El hombre se detuvo un momento, tratando de asimilar las palabras de Dominique. Después de unos segundos, estalló en otra carcajada.
—¿Estás tan desesperado por proteger a esa mujer? Comienzas a inventar una historia ridícula. Ja. La hija de Albert está muerta. ¿Lo has olvidado? Murió porque le fuiste infiel. Ella fue tu primera esposa. Te casaste con ella para vengarte de su padre.
El líder de la pandilla entrecerró los ojos, negándose a creerle a Dominique al principio. Supuso que era solo otra mentira desesperada.
Pero Dominique estaba tan decidido a recurrir a este método. Esta era la única manera que se le ocurrió para protegerla.
—Athena es Sabrina Williams —declaró Dominique con firmeza—. No murió… fingió su muerte. Cambió su rostro. Por eso regresó… para reclamar la empresa de su padre de mí. ¡Ella es Sabrina Williams! Si no me crees, haz una prueba de ADN. Eso lo probará.
El líder de la pandilla se quedó en silencio, rascándose la barbilla mientras procesaba la revelación. Cuanto más lo pensaba, más plausible le parecía. Sus acciones, su tiempo, todo coincidía.
«¿Y si está diciendo la verdad?», se preguntó. «¿Podría Athena ser realmente Sabrina Williams? Debería informar a Alfonso sobre esto. ¿Qué va a hacer una vez que se entere de que esta mujer es su sobrina? ¿Cambiará de opinión y la dejará vivir?»
Después de un momento de contemplación, el líder de la pandilla se dirigió a uno de sus subordinados.

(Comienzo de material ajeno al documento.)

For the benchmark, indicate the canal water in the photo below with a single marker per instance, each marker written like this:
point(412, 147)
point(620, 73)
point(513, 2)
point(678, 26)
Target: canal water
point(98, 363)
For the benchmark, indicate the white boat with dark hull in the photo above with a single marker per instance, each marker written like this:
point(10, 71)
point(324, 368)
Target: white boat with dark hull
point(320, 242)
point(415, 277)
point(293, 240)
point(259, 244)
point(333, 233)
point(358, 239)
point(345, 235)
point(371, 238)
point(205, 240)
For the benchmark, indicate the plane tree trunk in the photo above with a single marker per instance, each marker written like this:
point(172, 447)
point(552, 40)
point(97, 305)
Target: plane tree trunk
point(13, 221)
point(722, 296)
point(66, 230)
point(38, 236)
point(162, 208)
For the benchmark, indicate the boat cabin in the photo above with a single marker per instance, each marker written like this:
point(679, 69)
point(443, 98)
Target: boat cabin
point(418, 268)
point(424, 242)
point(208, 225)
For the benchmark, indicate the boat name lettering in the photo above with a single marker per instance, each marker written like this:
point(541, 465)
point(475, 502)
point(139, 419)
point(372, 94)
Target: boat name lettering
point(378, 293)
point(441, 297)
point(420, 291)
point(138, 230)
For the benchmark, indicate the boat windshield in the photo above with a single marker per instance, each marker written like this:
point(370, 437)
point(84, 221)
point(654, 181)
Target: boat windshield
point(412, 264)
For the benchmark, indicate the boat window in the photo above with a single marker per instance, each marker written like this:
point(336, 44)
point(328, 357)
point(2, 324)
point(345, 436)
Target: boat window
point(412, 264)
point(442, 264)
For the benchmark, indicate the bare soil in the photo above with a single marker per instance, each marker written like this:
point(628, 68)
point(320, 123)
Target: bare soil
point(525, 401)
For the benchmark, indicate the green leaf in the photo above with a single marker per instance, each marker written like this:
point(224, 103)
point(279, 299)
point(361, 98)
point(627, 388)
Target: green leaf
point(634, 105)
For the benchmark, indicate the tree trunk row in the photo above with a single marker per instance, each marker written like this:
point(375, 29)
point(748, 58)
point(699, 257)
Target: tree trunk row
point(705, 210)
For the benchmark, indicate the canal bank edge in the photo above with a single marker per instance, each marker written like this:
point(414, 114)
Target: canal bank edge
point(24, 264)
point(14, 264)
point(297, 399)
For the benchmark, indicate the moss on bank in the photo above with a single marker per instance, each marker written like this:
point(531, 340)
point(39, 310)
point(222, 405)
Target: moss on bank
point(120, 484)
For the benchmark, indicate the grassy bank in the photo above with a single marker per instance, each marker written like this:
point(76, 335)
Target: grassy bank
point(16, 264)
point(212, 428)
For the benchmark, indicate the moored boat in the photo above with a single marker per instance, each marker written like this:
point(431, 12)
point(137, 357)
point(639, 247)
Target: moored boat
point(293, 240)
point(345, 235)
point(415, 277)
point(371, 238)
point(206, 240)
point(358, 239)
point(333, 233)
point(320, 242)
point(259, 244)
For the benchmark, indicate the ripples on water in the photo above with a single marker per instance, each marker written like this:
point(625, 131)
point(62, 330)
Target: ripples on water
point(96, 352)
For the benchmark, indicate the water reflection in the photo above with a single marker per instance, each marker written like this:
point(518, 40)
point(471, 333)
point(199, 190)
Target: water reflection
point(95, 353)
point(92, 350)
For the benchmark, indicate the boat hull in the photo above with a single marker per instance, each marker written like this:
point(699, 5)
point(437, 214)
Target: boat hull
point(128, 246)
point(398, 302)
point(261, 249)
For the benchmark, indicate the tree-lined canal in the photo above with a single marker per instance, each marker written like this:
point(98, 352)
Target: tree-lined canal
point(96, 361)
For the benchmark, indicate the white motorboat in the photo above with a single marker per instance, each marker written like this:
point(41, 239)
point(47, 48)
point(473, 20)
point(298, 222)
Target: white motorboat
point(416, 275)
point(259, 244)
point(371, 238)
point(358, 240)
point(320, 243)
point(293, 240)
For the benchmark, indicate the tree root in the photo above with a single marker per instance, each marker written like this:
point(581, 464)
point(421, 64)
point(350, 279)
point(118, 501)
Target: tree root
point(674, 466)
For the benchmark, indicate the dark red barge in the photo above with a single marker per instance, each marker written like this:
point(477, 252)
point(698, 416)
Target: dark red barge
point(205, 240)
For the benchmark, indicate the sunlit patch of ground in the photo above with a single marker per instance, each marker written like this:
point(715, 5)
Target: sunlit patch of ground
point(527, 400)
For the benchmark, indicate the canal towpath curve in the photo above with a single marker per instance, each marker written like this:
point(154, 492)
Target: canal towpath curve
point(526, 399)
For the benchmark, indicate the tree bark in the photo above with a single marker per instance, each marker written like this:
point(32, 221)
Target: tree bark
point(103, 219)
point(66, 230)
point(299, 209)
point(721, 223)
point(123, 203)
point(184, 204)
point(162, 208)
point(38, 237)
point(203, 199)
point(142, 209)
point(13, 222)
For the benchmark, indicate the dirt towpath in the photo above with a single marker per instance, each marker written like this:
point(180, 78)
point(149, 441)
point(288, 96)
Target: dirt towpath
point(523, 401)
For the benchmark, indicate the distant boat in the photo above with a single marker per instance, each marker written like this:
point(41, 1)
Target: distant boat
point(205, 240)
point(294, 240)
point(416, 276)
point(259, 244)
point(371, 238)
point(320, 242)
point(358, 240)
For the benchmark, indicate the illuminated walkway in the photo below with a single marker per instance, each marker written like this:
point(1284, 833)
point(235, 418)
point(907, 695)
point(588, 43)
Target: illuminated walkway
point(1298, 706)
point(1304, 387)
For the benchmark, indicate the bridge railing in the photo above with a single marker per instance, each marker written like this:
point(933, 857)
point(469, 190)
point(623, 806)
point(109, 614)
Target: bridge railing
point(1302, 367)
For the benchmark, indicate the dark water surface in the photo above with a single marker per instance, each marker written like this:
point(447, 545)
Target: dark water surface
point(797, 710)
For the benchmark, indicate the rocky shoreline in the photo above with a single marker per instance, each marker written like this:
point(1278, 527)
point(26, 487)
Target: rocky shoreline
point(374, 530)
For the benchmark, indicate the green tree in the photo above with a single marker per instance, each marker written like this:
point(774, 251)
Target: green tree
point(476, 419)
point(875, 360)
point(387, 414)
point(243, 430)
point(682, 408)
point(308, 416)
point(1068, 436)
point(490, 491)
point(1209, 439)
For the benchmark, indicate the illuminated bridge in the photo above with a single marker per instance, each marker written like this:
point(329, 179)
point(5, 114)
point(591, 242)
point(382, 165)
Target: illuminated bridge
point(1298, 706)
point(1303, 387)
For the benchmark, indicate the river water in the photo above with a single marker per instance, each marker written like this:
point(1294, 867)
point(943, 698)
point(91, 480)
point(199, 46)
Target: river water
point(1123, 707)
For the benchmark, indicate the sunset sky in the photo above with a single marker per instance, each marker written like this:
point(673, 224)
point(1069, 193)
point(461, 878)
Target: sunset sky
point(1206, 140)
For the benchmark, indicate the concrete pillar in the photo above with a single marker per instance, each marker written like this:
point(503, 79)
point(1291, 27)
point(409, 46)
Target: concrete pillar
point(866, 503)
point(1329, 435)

—Escolta al Sr. Smith arriba y enciérralos —ordenó—. Tengo algo que atender. Espera mis próximas instrucciones.
Dominique no puso resistencia mientras lo arrastraban, con los ojos fijos en la figura que se alejaba del líder de la pandilla. Aún estaba ansioso. ¿Fue convincente lo suficiente para proteger a Athena?
«Maldita sea… Me he quedado sin opciones. Solo espero que revelar la identidad de Athena haya sido suficiente para darle una oportunidad de escapar. Si significa mantenerla a salvo… con gusto moriré en su lugar.»